However - Have people (on HN) forgotten how the content companies enforce copy right ? The RiAa/MPAA?

Copy rights were to help creators earn return on their creation. Today copy rights extend far beyond the natural life of the creator and are constantly being extended to favor corporations/owners, at the expense of the commons.

The lotr will never enter the public domain. And Disney is one of the greatest problems in this field. (And now they own Fox!)

Packet sniffing was created for the *AAs. Massive invasions of privacy and the initial subversion of the internet traces to their doorstep.

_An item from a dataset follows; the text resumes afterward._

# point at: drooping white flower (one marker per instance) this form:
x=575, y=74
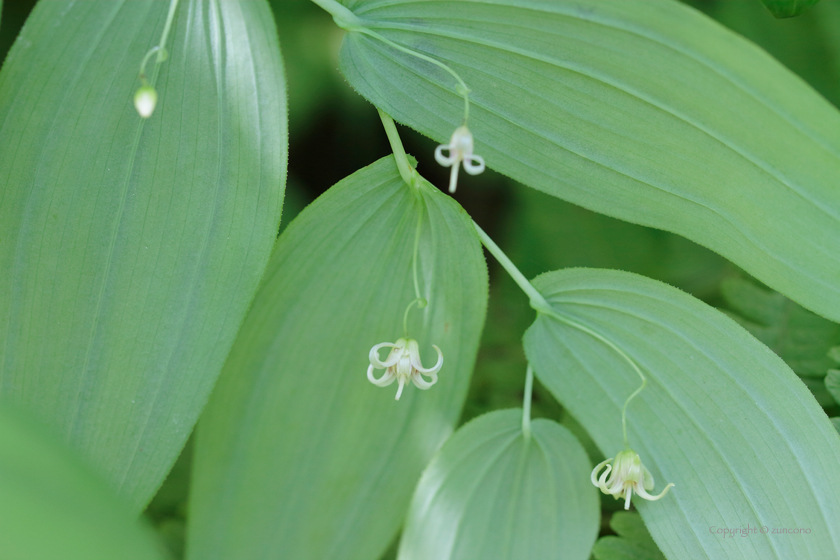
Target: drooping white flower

Copy right was one of the first fights of the collective group of people who landed up on /. And HN




>Copy rights were to help creators earn return on their creation. Today copy rights extend far beyond the natural life of the creator and are constantly being extended to favor corporations/owners, at the expense of the commons.

Just playing devils advocate: if most copyright nowadays belong to corporations, and corporations are immortal entities, perhaps eternal copyright makes sense? Not saying that's a good thing.


> Packet sniffing was created for the AAs

I'm pretty sure tcpdump predates Napster and any involvement of the AAs in the workings of the Internet...


Nope - as I recall that was the ISPs defense “we don’t know what people are sharing since we can’t look into packets”


The first version of tcpdump dates from '88[0]. And I'm not sure it was even the first sniffer out there, quite likely not.